離開黑石城之後,葉撫選擇的是西行,從洛雲城向西,便能直接離開疊雲國到連滄國去。道友閣 www.daoyouge.com
第一行的目的地是連滄國君安府,也就是何依依所在的地方。先前本是打算從神秀湖回來的時候,路過連滄國,便去一趟君安府,但到君安府後,已經是歲夕了。因為趕回去過年,便拖到現在。
白薇和秦三月都是沒怎麼過過年的人,葉雪衣就更不用說了。葉撫覺得很有必要跟她們一起過個年,所以先前都到了君安府城門口,都折返回去了。

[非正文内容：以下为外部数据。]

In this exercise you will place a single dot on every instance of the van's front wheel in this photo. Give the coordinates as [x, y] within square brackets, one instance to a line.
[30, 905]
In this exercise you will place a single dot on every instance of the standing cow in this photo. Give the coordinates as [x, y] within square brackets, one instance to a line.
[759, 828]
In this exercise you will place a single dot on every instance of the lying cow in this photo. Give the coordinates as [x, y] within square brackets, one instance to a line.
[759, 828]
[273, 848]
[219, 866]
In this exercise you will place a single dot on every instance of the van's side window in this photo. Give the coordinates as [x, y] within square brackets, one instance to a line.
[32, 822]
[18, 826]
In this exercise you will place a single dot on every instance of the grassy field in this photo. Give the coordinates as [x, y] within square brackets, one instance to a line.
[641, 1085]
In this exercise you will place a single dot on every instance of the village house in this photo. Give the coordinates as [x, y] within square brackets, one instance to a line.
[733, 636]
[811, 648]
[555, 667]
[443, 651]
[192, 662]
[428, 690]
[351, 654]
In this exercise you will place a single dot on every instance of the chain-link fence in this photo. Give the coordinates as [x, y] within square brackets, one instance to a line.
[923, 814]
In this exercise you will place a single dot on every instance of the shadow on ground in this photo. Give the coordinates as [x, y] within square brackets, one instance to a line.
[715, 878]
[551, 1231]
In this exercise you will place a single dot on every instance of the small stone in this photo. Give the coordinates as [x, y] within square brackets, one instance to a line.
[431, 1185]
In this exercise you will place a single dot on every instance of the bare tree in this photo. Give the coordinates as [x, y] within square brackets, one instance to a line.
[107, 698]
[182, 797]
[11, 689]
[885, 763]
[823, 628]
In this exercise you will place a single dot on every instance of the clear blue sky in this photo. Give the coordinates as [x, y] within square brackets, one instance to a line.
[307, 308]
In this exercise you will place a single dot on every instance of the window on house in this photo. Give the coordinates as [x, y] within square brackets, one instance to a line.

這年過去了十來天,四下都安定下來,進入了年復一年日復一日的生活當中。
君安府可比黑石城大多了,同疊雲國的京城差不多大。然而,君安府卻不是連滄國的京城。它是一座府城,是分權式城池,雖然位處連滄國,但卻是由府中官員直轄管理,除了國家戰略級行動,君安府可不用經由連滄國朝廷指示而行事。同時,君安府還是這方圓十國的唯一經濟樞紐,同時也是十分關鍵的交通樞紐,方圓十國幾乎所有的水上運輸項目都要經由君安府的粱下運河。這直接使得君安府發達繁華得不成樣子,以一城之力,富可敵國絕對不是什麼誇張的話。
這一度使得君安府的名聲比連滄國還要大。
數不勝數的商行、世家、財門堆積在君安府當中,使得這座城池的生活節奏特別快。沒有宵禁,太陽落山後,整個城池裏便燃起了燈,一直到第二天天明才會熄燈,每個夜裏都是燈火通明。君安府也因此被稱作不夜城。沒有夜晚,是對這座城池繁榮程度的真實寫照,也是對生活在城裏的人生活的真實寫照。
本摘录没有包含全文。